Research Recommendations

This pilot study highlights the importance of pilot-testing online educational resources prior to testing them in a larger trial. In particular, pilot-testing identified several software bugs and technical problems that needed addressing. Also, it showed that the percentage of participants who completed the follow up questionnaire was low; as a result we decided to offer an incentive to participants in the RCT ($50 voucher for a supermarket chain), given the success demonstrated by monetary incentives in increasing questionnaire response and minimizing loss to follow up (Brueton et al. 2014; Gates et al. 2009).
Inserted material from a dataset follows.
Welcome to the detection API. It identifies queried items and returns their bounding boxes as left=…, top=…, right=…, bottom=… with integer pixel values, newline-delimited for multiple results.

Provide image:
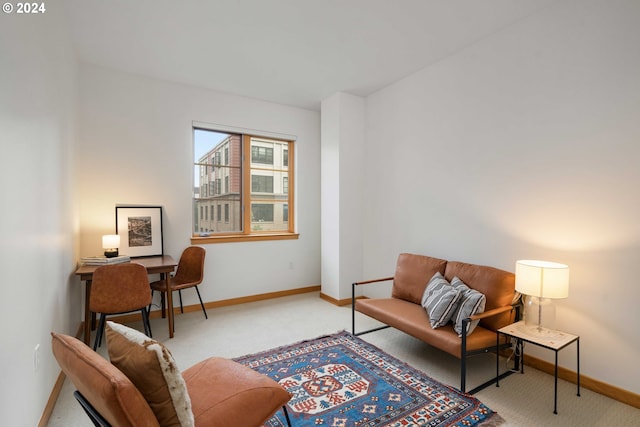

Results from this pilot study evaluation demonstrate that the website is highly acceptable in this community group. However, to demonstrate the efficacy of the intervention, more rigorous evidence is needed, in the form of our ongoing cluster RCT (Meiser et al. 2013). Future studies evaluating similar interventions should aim to recruit a more linguistically and culturally diverse sample, for example by translating website content and the survey instrument used for evaluation. Another important priority for future research is an exploration of the ethical, legal and social implications of offering psycho-education to people at increased familial risk of depression, including how to best offer information that maintains personal choice and minimises adverse consequences (Biesecker and Peay 2003) and how to communicate about genetic risk without increasing perceived stigma. While our pilot data indicate that the LINKS website achieved these aims, our subsequent cluster RCT will allow the impact on important patient outcomes such as stigma to be determined more precisely (Meiser et al. 2013).